The Symbol Grounding Problem

Before we get into today’s post, some news:

  • RESURRECTIONS is up for pre-order on Kindle! (If you’re not in the US, it may take a few days before it propagates to your country’s version of Amazon; it took a day before it showed up for me in Canada, for instance.) If you’ve been looking forward to this book, please feel free to pre-order as soon as possible; the timing really does help. If you prefer a physical copy, I’ll let you know when those become available as well.
  • I don’t remember if I announced this earlier, but I’ve been appointed to the SFWA Emerging Technologies Committee, where we’ll do some projects and organizing related to the effect of new technologies – including, but not limited to, generative AI – on speculative fiction authors. It will be a lot of behind the scenes stuff that I mostly won’t be able to publicly discuss, but I’m super excited.

And now, some cognitive science!


Every year – and now more than ever – I tell my first-year students about the symbol grounding problem.

It goes like this:

In the orthodox view of cognitive science, information processing consists of representations and procedures. Something – in your mind, in another animal’s mind, or on a computer – creates representations that refer to the world, and uses them to carry out procedures – whether it’s as simple as adding two numbers, or as complex as writing a novel. A representation can be fuzzy and diffuse (as in the brain, where our knowledge is stored as patterns of connection) but without some form of representation, there is no thought.*

All the representations in a human mind share some important properties.

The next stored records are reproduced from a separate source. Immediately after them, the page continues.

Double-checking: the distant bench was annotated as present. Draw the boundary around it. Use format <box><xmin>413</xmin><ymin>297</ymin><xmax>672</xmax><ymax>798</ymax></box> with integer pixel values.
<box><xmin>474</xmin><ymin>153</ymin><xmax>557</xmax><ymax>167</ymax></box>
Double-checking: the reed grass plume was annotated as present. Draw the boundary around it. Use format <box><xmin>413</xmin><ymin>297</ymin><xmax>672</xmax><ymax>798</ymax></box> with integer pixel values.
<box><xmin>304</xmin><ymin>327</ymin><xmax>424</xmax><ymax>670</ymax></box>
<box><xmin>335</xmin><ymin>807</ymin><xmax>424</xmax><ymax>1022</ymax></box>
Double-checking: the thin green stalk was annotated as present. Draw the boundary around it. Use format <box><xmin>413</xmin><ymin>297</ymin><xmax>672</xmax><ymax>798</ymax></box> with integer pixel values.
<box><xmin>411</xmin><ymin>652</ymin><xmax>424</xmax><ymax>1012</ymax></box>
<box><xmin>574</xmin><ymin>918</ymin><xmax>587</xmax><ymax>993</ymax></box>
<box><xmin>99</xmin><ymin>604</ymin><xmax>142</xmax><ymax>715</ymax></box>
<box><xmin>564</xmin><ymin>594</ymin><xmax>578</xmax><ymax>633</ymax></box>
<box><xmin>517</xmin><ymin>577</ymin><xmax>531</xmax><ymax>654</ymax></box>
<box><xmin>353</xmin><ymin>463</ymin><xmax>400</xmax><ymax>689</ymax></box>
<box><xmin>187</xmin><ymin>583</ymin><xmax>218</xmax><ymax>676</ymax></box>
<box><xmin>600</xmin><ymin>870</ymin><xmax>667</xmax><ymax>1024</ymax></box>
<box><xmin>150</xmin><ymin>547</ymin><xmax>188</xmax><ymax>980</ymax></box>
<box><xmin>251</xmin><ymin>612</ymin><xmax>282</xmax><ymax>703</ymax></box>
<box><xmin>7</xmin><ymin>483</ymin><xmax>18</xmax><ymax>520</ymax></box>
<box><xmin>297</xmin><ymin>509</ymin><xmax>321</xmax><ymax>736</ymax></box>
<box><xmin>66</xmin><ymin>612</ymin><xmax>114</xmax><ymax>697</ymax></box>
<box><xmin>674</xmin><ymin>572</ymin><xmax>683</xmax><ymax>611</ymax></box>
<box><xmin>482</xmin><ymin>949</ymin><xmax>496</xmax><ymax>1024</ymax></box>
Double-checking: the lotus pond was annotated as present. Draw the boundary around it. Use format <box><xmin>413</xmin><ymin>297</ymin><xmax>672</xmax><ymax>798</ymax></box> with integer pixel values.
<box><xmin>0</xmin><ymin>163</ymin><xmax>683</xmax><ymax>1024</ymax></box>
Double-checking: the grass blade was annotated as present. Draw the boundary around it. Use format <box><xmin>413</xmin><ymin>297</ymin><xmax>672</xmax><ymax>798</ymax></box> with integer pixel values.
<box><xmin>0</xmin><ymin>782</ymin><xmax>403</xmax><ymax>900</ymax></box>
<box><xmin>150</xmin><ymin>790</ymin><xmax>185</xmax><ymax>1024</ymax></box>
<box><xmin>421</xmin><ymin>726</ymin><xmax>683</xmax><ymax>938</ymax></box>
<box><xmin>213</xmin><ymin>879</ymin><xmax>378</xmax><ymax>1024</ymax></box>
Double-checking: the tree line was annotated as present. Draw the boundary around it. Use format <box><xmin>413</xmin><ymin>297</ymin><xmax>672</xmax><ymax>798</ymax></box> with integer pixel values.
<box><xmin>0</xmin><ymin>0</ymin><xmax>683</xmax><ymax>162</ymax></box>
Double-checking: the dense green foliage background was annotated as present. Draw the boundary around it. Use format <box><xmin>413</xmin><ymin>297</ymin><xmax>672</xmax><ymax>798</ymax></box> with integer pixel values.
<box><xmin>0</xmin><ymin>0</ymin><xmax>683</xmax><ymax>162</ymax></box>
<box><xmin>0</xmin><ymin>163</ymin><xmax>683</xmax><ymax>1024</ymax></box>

First: all representations are symbolic.

To be symbolic means that a representation is not the same as the thing it represents. (We call the thing itself a referent.) The map is not the territory. As I like to tell my students, words like “water” are representations; but I can’t drink a glass of the word “water.” Whether a representation is a word, a picture, or something more abstract, it refers to something other than itself.

Second: all representations are grounded.